Konrad Adenauer und Helmut Kohl hielten sich für unersetzlich. Der unerschütterte Glaube an sich selbst bewahrte sie nicht davor, durch einen Nachfolger ersetzt zu werden. Reicht das aus, um Parallelen für den Niedergang der Merkel‘schen Kanzlerschaft zu suchen? Jan Friedmann und elf weitere Kollegen haben in „Herbst der Macht“ ein Potpourri zusammengetragen, das an Harmlosigkeit kaum zu überbieten ist. Assistiert wird das durch den Leitartikel „Postfaktisches Regieren“ aus der Feder von Chefredakteur Klaus Brinkbäumer, der sich liest wie ein mittelmäßiger Management-Ratgeber. Man wird den Eindruck nicht los, dass es der Redaktion weniger um die Analyse der Versäumnisse geht als darum, mit dem Beitrag einen Ruck durchs Kanzleramt gehen zu lassen, um Merkel auf Spur zu bringen. Ein herzliches „Wir schaffen das!“ an die Kanzlerin und ihre Entourage im „Bunker“ gewürzt mit dem Ehrgeiz, die „K“-Frage zu beschleunigen. Wie blauäugig!

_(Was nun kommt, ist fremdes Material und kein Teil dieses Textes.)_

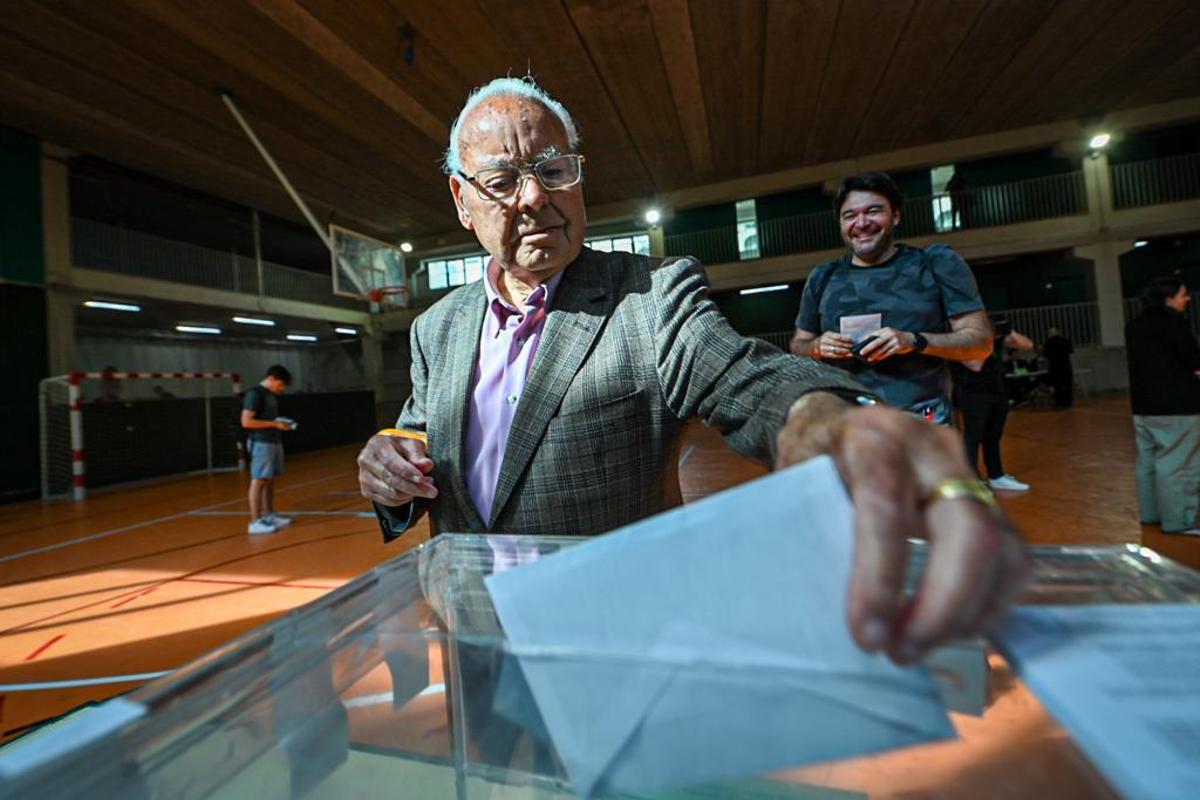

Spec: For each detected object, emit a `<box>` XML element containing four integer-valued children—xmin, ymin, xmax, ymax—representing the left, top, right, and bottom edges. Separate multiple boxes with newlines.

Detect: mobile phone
<box><xmin>850</xmin><ymin>336</ymin><xmax>880</xmax><ymax>363</ymax></box>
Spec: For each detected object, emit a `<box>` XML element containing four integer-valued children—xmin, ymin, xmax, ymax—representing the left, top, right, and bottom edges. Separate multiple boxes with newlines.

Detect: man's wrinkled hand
<box><xmin>776</xmin><ymin>392</ymin><xmax>1030</xmax><ymax>663</ymax></box>
<box><xmin>359</xmin><ymin>435</ymin><xmax>438</xmax><ymax>507</ymax></box>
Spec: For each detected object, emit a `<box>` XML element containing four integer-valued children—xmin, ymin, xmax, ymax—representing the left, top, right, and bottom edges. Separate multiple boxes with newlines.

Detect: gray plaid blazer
<box><xmin>377</xmin><ymin>248</ymin><xmax>866</xmax><ymax>540</ymax></box>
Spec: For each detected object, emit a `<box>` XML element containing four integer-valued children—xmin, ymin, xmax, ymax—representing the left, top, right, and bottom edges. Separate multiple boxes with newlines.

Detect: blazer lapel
<box><xmin>426</xmin><ymin>282</ymin><xmax>487</xmax><ymax>530</ymax></box>
<box><xmin>490</xmin><ymin>249</ymin><xmax>620</xmax><ymax>522</ymax></box>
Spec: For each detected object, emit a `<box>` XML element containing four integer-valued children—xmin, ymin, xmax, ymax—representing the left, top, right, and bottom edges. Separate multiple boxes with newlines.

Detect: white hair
<box><xmin>442</xmin><ymin>76</ymin><xmax>580</xmax><ymax>175</ymax></box>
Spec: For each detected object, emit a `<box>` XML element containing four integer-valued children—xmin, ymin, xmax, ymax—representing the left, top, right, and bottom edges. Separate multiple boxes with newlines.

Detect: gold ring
<box><xmin>920</xmin><ymin>477</ymin><xmax>1000</xmax><ymax>512</ymax></box>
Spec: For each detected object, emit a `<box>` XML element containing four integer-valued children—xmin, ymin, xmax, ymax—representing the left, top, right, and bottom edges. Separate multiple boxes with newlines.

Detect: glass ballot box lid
<box><xmin>0</xmin><ymin>535</ymin><xmax>1200</xmax><ymax>800</ymax></box>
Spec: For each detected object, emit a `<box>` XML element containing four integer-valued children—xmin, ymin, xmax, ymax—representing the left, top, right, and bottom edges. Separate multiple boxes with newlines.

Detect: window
<box><xmin>421</xmin><ymin>233</ymin><xmax>650</xmax><ymax>291</ymax></box>
<box><xmin>425</xmin><ymin>261</ymin><xmax>450</xmax><ymax>289</ymax></box>
<box><xmin>737</xmin><ymin>199</ymin><xmax>758</xmax><ymax>261</ymax></box>
<box><xmin>584</xmin><ymin>233</ymin><xmax>650</xmax><ymax>255</ymax></box>
<box><xmin>421</xmin><ymin>253</ymin><xmax>488</xmax><ymax>291</ymax></box>
<box><xmin>929</xmin><ymin>164</ymin><xmax>961</xmax><ymax>231</ymax></box>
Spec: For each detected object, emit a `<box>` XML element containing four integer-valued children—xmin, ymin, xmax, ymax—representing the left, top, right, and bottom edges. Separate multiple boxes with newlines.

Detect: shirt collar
<box><xmin>484</xmin><ymin>258</ymin><xmax>566</xmax><ymax>314</ymax></box>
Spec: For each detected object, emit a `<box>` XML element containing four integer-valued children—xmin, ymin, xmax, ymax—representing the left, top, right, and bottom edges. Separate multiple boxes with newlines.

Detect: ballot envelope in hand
<box><xmin>487</xmin><ymin>458</ymin><xmax>954</xmax><ymax>796</ymax></box>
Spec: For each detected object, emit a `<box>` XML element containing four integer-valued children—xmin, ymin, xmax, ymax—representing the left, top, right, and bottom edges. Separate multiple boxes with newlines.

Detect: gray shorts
<box><xmin>246</xmin><ymin>441</ymin><xmax>283</xmax><ymax>480</ymax></box>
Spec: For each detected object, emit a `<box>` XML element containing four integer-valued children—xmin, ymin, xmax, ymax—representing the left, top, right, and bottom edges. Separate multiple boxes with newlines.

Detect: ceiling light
<box><xmin>738</xmin><ymin>283</ymin><xmax>787</xmax><ymax>294</ymax></box>
<box><xmin>83</xmin><ymin>300</ymin><xmax>142</xmax><ymax>311</ymax></box>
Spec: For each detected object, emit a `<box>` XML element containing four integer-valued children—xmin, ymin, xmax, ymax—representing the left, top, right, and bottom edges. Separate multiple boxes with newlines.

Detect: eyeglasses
<box><xmin>455</xmin><ymin>155</ymin><xmax>584</xmax><ymax>200</ymax></box>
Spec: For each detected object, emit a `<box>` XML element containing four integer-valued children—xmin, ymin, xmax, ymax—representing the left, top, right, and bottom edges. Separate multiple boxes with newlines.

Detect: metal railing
<box><xmin>662</xmin><ymin>225</ymin><xmax>739</xmax><ymax>264</ymax></box>
<box><xmin>664</xmin><ymin>172</ymin><xmax>1087</xmax><ymax>265</ymax></box>
<box><xmin>71</xmin><ymin>217</ymin><xmax>366</xmax><ymax>311</ymax></box>
<box><xmin>1112</xmin><ymin>154</ymin><xmax>1200</xmax><ymax>210</ymax></box>
<box><xmin>988</xmin><ymin>302</ymin><xmax>1100</xmax><ymax>347</ymax></box>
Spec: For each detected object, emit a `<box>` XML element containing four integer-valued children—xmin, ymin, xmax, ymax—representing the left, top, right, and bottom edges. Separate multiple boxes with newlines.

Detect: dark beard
<box><xmin>847</xmin><ymin>230</ymin><xmax>895</xmax><ymax>264</ymax></box>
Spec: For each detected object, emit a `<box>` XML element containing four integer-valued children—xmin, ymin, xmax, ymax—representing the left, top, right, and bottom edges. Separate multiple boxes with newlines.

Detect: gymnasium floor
<box><xmin>0</xmin><ymin>397</ymin><xmax>1200</xmax><ymax>741</ymax></box>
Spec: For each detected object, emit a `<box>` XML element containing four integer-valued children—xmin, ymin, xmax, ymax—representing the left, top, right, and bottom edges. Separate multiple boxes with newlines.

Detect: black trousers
<box><xmin>959</xmin><ymin>393</ymin><xmax>1008</xmax><ymax>477</ymax></box>
<box><xmin>1046</xmin><ymin>368</ymin><xmax>1075</xmax><ymax>408</ymax></box>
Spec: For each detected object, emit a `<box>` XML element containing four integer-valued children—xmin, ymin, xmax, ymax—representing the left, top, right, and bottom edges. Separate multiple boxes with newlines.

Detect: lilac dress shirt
<box><xmin>464</xmin><ymin>259</ymin><xmax>563</xmax><ymax>524</ymax></box>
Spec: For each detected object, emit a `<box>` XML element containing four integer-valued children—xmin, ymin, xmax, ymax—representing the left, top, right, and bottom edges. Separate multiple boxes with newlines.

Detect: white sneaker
<box><xmin>988</xmin><ymin>475</ymin><xmax>1030</xmax><ymax>492</ymax></box>
<box><xmin>246</xmin><ymin>517</ymin><xmax>278</xmax><ymax>536</ymax></box>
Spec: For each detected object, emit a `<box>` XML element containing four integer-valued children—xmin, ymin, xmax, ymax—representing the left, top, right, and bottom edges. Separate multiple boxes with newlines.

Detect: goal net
<box><xmin>38</xmin><ymin>372</ymin><xmax>244</xmax><ymax>500</ymax></box>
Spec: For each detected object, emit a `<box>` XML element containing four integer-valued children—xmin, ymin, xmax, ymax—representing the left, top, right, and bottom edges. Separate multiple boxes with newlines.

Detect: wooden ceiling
<box><xmin>0</xmin><ymin>0</ymin><xmax>1200</xmax><ymax>237</ymax></box>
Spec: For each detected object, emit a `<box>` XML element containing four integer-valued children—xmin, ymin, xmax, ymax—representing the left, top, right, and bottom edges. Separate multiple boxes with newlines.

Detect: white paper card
<box><xmin>838</xmin><ymin>314</ymin><xmax>883</xmax><ymax>344</ymax></box>
<box><xmin>997</xmin><ymin>603</ymin><xmax>1200</xmax><ymax>800</ymax></box>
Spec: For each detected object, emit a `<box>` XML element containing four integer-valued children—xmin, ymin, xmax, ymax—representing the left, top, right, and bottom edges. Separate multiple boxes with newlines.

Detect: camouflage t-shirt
<box><xmin>796</xmin><ymin>245</ymin><xmax>984</xmax><ymax>414</ymax></box>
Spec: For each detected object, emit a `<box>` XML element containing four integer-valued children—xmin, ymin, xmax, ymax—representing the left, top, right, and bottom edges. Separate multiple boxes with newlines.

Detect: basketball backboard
<box><xmin>329</xmin><ymin>224</ymin><xmax>410</xmax><ymax>307</ymax></box>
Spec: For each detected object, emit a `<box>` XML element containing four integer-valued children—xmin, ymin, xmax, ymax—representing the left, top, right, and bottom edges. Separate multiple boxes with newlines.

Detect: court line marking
<box><xmin>345</xmin><ymin>684</ymin><xmax>446</xmax><ymax>709</ymax></box>
<box><xmin>0</xmin><ymin>529</ymin><xmax>379</xmax><ymax>636</ymax></box>
<box><xmin>187</xmin><ymin>511</ymin><xmax>374</xmax><ymax>518</ymax></box>
<box><xmin>175</xmin><ymin>578</ymin><xmax>333</xmax><ymax>592</ymax></box>
<box><xmin>0</xmin><ymin>669</ymin><xmax>174</xmax><ymax>692</ymax></box>
<box><xmin>25</xmin><ymin>633</ymin><xmax>66</xmax><ymax>661</ymax></box>
<box><xmin>0</xmin><ymin>473</ymin><xmax>352</xmax><ymax>564</ymax></box>
<box><xmin>109</xmin><ymin>585</ymin><xmax>158</xmax><ymax>608</ymax></box>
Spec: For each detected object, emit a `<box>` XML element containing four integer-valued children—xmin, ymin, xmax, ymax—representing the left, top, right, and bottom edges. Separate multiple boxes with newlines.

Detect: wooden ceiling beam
<box><xmin>31</xmin><ymin>0</ymin><xmax>453</xmax><ymax>220</ymax></box>
<box><xmin>248</xmin><ymin>0</ymin><xmax>450</xmax><ymax>146</ymax></box>
<box><xmin>959</xmin><ymin>0</ymin><xmax>1128</xmax><ymax>139</ymax></box>
<box><xmin>0</xmin><ymin>31</ymin><xmax>429</xmax><ymax>239</ymax></box>
<box><xmin>117</xmin><ymin>0</ymin><xmax>440</xmax><ymax>188</ymax></box>
<box><xmin>470</xmin><ymin>0</ymin><xmax>655</xmax><ymax>203</ymax></box>
<box><xmin>691</xmin><ymin>0</ymin><xmax>767</xmax><ymax>179</ymax></box>
<box><xmin>758</xmin><ymin>0</ymin><xmax>841</xmax><ymax>172</ymax></box>
<box><xmin>847</xmin><ymin>0</ymin><xmax>988</xmax><ymax>154</ymax></box>
<box><xmin>889</xmin><ymin>0</ymin><xmax>1055</xmax><ymax>150</ymax></box>
<box><xmin>804</xmin><ymin>0</ymin><xmax>913</xmax><ymax>163</ymax></box>
<box><xmin>0</xmin><ymin>70</ymin><xmax>393</xmax><ymax>230</ymax></box>
<box><xmin>1025</xmin><ymin>0</ymin><xmax>1200</xmax><ymax>130</ymax></box>
<box><xmin>566</xmin><ymin>0</ymin><xmax>695</xmax><ymax>192</ymax></box>
<box><xmin>0</xmin><ymin>0</ymin><xmax>441</xmax><ymax>235</ymax></box>
<box><xmin>649</xmin><ymin>0</ymin><xmax>716</xmax><ymax>184</ymax></box>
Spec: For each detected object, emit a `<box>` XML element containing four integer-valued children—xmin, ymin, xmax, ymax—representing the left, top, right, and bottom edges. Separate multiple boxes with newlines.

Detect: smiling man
<box><xmin>791</xmin><ymin>173</ymin><xmax>992</xmax><ymax>423</ymax></box>
<box><xmin>359</xmin><ymin>78</ymin><xmax>1026</xmax><ymax>661</ymax></box>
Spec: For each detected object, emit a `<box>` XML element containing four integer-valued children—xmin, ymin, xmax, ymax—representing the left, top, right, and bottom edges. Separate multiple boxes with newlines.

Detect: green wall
<box><xmin>955</xmin><ymin>148</ymin><xmax>1080</xmax><ymax>188</ymax></box>
<box><xmin>662</xmin><ymin>201</ymin><xmax>738</xmax><ymax>236</ymax></box>
<box><xmin>713</xmin><ymin>281</ymin><xmax>804</xmax><ymax>336</ymax></box>
<box><xmin>971</xmin><ymin>251</ymin><xmax>1094</xmax><ymax>309</ymax></box>
<box><xmin>1109</xmin><ymin>122</ymin><xmax>1200</xmax><ymax>164</ymax></box>
<box><xmin>0</xmin><ymin>283</ymin><xmax>47</xmax><ymax>503</ymax></box>
<box><xmin>0</xmin><ymin>126</ymin><xmax>46</xmax><ymax>284</ymax></box>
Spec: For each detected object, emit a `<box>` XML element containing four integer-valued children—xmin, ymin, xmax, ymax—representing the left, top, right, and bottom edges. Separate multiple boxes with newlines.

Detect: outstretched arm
<box><xmin>776</xmin><ymin>392</ymin><xmax>1030</xmax><ymax>663</ymax></box>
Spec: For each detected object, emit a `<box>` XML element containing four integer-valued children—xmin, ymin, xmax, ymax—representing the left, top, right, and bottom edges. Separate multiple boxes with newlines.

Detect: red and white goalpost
<box><xmin>38</xmin><ymin>372</ymin><xmax>246</xmax><ymax>500</ymax></box>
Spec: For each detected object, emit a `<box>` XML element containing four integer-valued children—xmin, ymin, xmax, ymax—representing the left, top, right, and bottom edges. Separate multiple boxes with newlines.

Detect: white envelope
<box><xmin>486</xmin><ymin>458</ymin><xmax>954</xmax><ymax>796</ymax></box>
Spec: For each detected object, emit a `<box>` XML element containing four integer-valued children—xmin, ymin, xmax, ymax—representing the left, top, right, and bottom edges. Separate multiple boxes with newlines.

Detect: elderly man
<box><xmin>359</xmin><ymin>78</ymin><xmax>1026</xmax><ymax>661</ymax></box>
<box><xmin>791</xmin><ymin>173</ymin><xmax>992</xmax><ymax>423</ymax></box>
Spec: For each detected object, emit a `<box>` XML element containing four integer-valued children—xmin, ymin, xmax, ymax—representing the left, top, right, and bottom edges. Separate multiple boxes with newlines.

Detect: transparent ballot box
<box><xmin>0</xmin><ymin>535</ymin><xmax>1200</xmax><ymax>800</ymax></box>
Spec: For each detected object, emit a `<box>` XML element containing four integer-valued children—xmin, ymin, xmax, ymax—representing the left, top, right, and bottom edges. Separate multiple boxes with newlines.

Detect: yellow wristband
<box><xmin>376</xmin><ymin>428</ymin><xmax>430</xmax><ymax>444</ymax></box>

Titelgeschichte und Leitartikel selbst sind im Postfaktischen angekommen. Wo andere mit der Entfachung großer Gefühle reüssieren, kann selbst eine SPIEGEL-Redaktion nicht hintanstehen. Ein fataler Weg, wenn Stimmungsbilder und Meinungen als Nachrichten verkauft werden.
Die Entrückung geschieht in dem Maße, in dem die Komplexität zunimmt. Sie ist systemimmanent, die Keimzelle ist im Anfang bereits angelegt. Indem immer mehr Themen in einer Hand gebündelt werden, wird weniger Sorgfalt darauf verwendet, das einzelne Geschehen zu erklären. Jede Kanzlerära dreht das Rad ein Stück weiter. Und die Medien tun ein Ihres dazu, das zu beschleunigen, indem sie immer mehr Themen zu Kanzlerverantwortung erklären.
Den freien Fall in die Entrückung könnte man nur aufhalten, indem man im Wissen um die Gefahr wie bei einem Lawinenschutzprogramm hintereinander gestaffelte „Fangzäune“ errichtet. Das aber gibt das politische System, in dem sich Einzelpersonen (gegeneinander) in Stellung bringen, nicht her. Früher entschieden bei Wahlen Faktoren wie Stabilität und Wirtschaftswachstum. Heute sind es Projektionen zugunsten oder zuungunsten einiger weniger Personen.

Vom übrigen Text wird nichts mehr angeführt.